Happy 10 Years Hadoop

Ten Years of Hadoop, Apache Nifi and Being Alone in a Crowd

Hadoop Summit in San Jose this year celebrated Hadoop’s 10th birthday. All of the folks on stage are people who contributed to Hadoop during those 10 years. One of them is Yolanda Davis.

Yolanda and I worked together on a Hortonworks project last year. She was in charge of the user interface design and development team. I caught up with her early in the morning of the last day of Hadoop Summit, and quizzed her on this new project she’s working on that you may have heard of, Apache Nifi. As promised, here is my interview with her on the subject of Nifi and the new HDF (Hortonworks Data Flow) streaming data processing platform, which includes Nifi, Apache Kafka and Apache Storm.

Just to give you an idea of what she’s been doing lately, I’ll start it off with a few Tweets from the end of that day when there was a Birds of a Feather session for all things Nifi and Streaming.

Variable registry for @apachenifi created by @YolandaMDavis – Example of cool tech. (From #Streaming BOF session at #HS16SJ)

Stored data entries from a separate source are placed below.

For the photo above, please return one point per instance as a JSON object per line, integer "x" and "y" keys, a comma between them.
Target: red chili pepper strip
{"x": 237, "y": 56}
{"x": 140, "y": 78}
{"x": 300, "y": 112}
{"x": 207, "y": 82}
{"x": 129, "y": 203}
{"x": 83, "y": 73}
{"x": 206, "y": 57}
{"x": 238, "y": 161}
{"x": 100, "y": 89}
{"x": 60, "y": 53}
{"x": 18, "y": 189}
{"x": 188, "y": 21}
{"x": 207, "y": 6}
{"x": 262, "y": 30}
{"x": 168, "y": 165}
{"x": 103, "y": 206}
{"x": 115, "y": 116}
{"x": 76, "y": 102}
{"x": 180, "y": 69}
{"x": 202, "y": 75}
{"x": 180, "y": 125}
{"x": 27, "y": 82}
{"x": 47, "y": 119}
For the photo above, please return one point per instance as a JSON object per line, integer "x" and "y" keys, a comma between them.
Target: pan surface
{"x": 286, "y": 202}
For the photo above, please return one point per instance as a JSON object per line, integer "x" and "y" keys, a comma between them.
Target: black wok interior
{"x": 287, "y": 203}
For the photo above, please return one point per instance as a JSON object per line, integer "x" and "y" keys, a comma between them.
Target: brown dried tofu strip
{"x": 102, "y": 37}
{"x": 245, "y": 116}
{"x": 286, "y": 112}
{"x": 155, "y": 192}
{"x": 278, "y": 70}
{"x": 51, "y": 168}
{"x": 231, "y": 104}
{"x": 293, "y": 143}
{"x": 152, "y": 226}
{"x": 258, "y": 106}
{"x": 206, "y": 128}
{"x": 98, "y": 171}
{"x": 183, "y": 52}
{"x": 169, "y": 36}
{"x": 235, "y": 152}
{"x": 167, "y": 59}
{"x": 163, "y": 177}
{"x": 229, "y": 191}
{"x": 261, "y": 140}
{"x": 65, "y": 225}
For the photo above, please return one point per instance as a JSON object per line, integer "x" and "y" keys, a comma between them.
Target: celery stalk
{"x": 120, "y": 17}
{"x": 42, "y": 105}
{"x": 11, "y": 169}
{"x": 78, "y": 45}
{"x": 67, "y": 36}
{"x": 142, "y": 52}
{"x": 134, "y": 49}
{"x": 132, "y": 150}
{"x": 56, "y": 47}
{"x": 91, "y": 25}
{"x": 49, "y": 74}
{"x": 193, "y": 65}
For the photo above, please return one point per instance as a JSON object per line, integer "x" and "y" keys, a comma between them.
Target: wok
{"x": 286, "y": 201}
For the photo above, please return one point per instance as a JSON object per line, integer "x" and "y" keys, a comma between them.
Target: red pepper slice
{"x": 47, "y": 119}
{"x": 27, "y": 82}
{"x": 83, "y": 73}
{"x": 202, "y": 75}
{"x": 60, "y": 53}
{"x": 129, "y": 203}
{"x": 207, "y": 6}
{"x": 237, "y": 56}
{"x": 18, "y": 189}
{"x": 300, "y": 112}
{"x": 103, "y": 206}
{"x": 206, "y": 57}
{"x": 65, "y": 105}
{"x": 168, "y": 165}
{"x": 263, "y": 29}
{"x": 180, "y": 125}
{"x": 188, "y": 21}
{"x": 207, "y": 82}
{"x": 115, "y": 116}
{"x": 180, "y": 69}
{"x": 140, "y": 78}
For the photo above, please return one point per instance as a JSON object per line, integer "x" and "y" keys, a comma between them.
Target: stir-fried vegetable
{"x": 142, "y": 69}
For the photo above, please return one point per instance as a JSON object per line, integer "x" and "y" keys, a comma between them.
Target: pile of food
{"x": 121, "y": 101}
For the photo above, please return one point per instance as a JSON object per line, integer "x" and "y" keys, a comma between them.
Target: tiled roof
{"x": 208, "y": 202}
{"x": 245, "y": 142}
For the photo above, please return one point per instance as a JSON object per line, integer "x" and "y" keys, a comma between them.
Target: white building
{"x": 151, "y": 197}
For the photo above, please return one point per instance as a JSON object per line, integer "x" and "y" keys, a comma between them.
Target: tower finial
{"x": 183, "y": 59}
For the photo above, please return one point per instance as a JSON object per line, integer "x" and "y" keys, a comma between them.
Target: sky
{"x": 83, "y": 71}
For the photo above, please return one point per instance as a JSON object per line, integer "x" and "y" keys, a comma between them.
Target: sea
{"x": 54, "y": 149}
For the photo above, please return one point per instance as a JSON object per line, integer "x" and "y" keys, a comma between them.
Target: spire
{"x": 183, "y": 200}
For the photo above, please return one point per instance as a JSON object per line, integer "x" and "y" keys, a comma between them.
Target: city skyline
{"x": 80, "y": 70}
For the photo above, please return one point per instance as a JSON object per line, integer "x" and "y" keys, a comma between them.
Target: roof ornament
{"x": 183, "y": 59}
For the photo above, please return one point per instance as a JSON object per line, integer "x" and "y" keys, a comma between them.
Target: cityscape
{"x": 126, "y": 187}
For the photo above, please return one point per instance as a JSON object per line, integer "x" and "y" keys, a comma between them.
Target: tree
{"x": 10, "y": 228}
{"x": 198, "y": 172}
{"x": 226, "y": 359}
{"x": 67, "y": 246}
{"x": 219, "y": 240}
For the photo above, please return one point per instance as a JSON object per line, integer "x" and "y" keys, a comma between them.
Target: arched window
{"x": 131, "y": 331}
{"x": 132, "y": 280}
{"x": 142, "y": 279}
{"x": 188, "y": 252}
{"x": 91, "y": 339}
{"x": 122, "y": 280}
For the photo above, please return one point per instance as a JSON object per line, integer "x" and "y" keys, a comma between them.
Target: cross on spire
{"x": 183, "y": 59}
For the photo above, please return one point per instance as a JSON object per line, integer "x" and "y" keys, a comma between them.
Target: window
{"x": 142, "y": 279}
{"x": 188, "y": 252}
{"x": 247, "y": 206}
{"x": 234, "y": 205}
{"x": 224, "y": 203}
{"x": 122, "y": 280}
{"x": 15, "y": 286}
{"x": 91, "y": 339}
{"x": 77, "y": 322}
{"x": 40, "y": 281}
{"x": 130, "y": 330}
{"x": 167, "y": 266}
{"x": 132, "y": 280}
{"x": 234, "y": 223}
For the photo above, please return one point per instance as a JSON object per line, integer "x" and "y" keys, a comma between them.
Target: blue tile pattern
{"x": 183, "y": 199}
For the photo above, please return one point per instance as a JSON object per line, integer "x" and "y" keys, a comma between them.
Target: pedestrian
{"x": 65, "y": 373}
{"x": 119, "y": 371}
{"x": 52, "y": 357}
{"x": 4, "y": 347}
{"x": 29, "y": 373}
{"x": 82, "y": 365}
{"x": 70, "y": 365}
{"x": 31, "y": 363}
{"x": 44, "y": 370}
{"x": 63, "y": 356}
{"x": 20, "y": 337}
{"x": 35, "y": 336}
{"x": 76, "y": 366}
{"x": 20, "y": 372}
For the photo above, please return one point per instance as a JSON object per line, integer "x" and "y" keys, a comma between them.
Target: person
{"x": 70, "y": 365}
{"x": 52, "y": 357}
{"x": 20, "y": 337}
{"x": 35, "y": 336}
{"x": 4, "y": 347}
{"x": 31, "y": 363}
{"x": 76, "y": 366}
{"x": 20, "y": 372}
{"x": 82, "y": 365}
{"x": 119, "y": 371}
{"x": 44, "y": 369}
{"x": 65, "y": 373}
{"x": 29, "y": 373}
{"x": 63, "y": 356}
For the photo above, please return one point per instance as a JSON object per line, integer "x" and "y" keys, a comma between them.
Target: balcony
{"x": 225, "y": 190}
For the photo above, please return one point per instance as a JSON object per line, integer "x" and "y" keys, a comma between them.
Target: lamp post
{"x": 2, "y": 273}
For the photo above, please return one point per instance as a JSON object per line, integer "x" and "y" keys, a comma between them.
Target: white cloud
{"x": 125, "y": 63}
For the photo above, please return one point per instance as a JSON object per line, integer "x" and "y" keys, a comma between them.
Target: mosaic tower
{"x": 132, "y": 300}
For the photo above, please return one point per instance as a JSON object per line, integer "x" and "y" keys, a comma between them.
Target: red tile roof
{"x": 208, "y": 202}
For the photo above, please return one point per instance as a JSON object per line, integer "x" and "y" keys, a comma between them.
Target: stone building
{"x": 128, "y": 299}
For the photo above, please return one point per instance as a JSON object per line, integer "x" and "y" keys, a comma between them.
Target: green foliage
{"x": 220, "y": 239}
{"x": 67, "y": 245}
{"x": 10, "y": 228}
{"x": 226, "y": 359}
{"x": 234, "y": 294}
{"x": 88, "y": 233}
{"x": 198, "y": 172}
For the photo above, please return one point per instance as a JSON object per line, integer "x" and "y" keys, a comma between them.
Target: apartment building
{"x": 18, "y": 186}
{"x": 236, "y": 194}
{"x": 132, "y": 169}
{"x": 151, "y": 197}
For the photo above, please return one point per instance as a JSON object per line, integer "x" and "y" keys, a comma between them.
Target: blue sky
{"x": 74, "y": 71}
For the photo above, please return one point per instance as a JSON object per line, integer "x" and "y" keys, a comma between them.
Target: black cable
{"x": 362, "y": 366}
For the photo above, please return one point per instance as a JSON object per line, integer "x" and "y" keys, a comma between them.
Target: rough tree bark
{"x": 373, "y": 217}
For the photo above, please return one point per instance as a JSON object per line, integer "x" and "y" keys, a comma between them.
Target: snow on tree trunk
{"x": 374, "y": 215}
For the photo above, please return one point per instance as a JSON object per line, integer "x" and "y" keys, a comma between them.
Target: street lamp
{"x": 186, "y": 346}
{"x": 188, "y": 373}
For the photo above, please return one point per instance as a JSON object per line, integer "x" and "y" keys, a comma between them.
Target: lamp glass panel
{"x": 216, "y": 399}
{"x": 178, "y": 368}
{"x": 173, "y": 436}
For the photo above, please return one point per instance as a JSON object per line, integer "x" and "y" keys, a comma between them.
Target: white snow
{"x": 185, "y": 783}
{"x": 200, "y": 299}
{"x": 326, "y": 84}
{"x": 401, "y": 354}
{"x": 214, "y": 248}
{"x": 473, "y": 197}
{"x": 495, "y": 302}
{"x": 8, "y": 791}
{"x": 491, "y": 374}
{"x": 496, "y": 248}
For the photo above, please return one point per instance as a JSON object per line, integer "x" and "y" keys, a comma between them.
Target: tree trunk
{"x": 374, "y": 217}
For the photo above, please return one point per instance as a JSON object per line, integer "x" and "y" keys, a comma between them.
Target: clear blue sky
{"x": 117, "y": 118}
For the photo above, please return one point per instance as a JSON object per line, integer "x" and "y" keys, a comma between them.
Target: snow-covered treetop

“We have all these deficiencies, and @YolandaMDavis swoops in and makes it more useful.” #Streaming and @apachenifi BOF session #HS16SJ

After getting the skinny on Apache Nifi, I also chatted with Yolanda briefly about her experiences as a woman of color in a white male dominated field. And got some info on good organizations to encourage young women to go into engineering fields. I’ll talk about that a bit more at the end.

My friend @YolandaMDavis on what can we do about culture of “Oh” As in Oh! You’re an engineer? @DataWomen #HS16SJ

Paige Roberts: Let’s start with an introduction. What’s your new position?

Yolanda Davis: I’m a Senior Software Engineer. I work with Hortonworks specifically HDF engineering, so Hortonworks Data Flow products and framework, which is powered by Apache NiFi. The goal of that framework is to help deal with the whole data ingress/egress problem. A lot of people are just trying to get their data in, trying to get high quality data, so they can go ahead and process. How can they get there quickly? That is what HDF is helping to resolve: How can we get this data from the edge, process and transform it to a form that we can start doing some real analytics on it. That is what the framework is designed for, and I’m part of that team.

Paige: HDF is all about streaming.  So you guys are working a lot with data in motion, right?

Yolanda: Exactly. It’s all about dealing with the problem of data in motion, at play and at rest. We have NiFi that helps gets you data from multiple, whatever type of resources. If you have like a REST service you’re trying to pull in, absolutely you can do that. Your typical, regular data stores or regular database, you can pull them in that way. Or, we have the newer project that’s on the community called MiNiFi that’s helping us extend the edge even further. So now, whether it’s a particular device that you need to track, a sensor or some other device out in the field, MiNiFi will help resolve that problem. It has an agent that’s out there getting that data from that device and transporting it back to NiFi to do the rest of the processing. So that’s your data in motion.  And the whole deal is not only do you want to capture that data, but you want to see what happens to that data along the way, which is another problem.

Tracking and lineage.

Yeah, tracking the change. What happened when you received it? What did it look like? What are the attributes of that data? What was processed along the way? How do we track it? That’s the provenance data.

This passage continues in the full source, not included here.